TR EN

Dil Seçin

Ara

Bağırmadan, Sinirlenmeden, Ceza Vermeden, Çocuklarımıza Nasıl Söz Geçirebiliriz?

“Pedagog-Yazar Ali Çankırılı ile son kitabı üzerine konuştuk:’ 

 

Kitabınızın adı bir ipucu veriyor, ama biz yine de sizden dinleyelim: Bu kitabın amacı nedir? Anne babalara ne vermeye çalışıyorsunuz?

Kitabımızın, hatta bütün kitaplarımızın, amacı anne baba eğitimidir. İnsanlar bir meslek öğrenmek için yıllarca tahsil yapıyor. Evin geçimini temin edecek bir zanaat öğrenmek için bir ustaya senelerce hizmet etmek, çıraklık ve kalfalık aşamalarından geçmek gerekiyor.

Ancak insanlar, anne baba olmak için hiçbir eğitim almıyorlar. Eşler çocuk sahibi olduktan sonra kendi anne babalarından gördükleri gibi çocuk eğitmeye çalışıyorlar. Böylece farkında olmadan anne babalarının yanlışlarını tekrar ediyorlar.

Çocuk sahibi olmak insana önemli ve ciddi bir sorumluluk yüklüyor. Bu sorumluluğu yerine getirebilmek için yeni evlenen çiftlerin, çocuk gelişimi, çocuk eğitimi ve çocuk psikolojisi konularında bilgi sahibi olmaları gerekiyor. Bu da ancak çağın gereklerine cevap verecek bir eğitimle mümkündür. Bu eğitimin verileceği yerler, eğitim kurumlarının açtığı, konunun uzmanları tarafından ders verilen Anne Baba Okullarıdır.

Ülkemizde anne baba okulları henüz ihtiyaca cevap verecek sayıya ulaşmadığı için, bu eksikliği yazdığımız kitaplarla telafi etmeye çalışıyoruz.

 

Anne Baba Okullarında ders verdiğinizi biliyoruz. Kitaplarınızı, özellikle bu son kitabınızı yazarken anne baba okullarında yaşadığınız tecrübelerin payı ve katkısı nedir?

Kitaplarımı okuyanlar, teoriye fazla yer vermediğimi, vakıalar üzerinden, anekdotlarla konuya açıklık getirdiğimi, pratik öneriler sunduğumu bilir. Anne Baba Okullarında ve konferanslarımda anne babalarla bire bir görüşme ve onların çocuk eğitiminde yaşadıkları sıkıntıları dinleme fırsatı buluyorum. Bu sorunların arasından herkesin yaşadığı problemleri ve bunların çözümlerini kitabımda bir araya getirmiş oldum.

 

Anne babalarla birebir görüştüğünüzde ve onları dinlediğinizde ne gibi veriler elde ediyor; bunlara nasıl çözümler öneriyorsunuz?
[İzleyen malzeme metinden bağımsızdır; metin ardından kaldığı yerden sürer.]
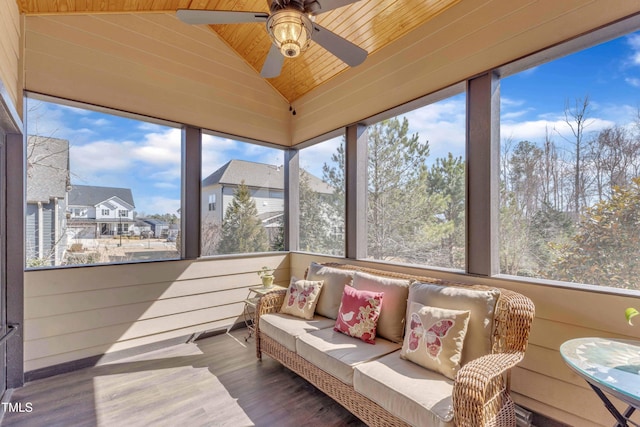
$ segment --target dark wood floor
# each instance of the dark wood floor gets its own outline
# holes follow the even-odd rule
[[[3,427],[362,426],[274,360],[255,358],[245,330],[33,381]]]

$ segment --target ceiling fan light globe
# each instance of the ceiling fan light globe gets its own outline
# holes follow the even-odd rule
[[[295,58],[309,46],[313,26],[304,13],[283,9],[269,16],[267,30],[282,55]]]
Özellikle çocukluk dönemleri maddi sıkıntı ve baskı altında geçen anne babalar, “Ben sıkıntı ve baskı altında büyüdüm; çocuklarım sıkıntı çekmesin, serbest büyüsün” diyerek çocuklarının her isteğini yerine getirir; davranışlarına sınır koymazlar. Böyle yaptıklarında zannederler ki, çocuklar doyuma ulaşacak, mutlu olacaklar. Ancak, umduklarının tam aksiyle karşılaşırlar. Çocukların doyumsuz, şımarık, kendileri için yapılan fedakârlığın kıymetini bilmeyen, kural tanımayan, söz dinlemeyen, sorumsuz ve saygısız tipler olduklarını görünce şaşırırlar. “Hiçbir şeylerini eksik etmedim, yemedim yedirdim, giymedim giydirdim, baskı yapmadım, bir tokat bile atmadım, neden böyle oldu?” derler.

Biz de deriz ki: Çocuğun doğal ihtiyaçlarını ihmal etmek, baskı ve dayakla sindirmek ne kadar yanlışsa, her isteğini yerine getirmek, davranışlarına sınır koymamak, serbest bırakmak da o kadar yanlıştır. Birinci yaklaşıma “tefrit” ikincisine “ifrat” diyoruz. Doğru olan orta yoldur ki, buna “adalet” diyoruz. Anne baba olarak çocukların zaruri ihtiyaçlarını yerine getirmek, doğru davranışlarını onaylamak, hatalı davranışlarına sınır koymak, aile içi kurallara uymasını sağlamak adaletli davranmakla mümkündür.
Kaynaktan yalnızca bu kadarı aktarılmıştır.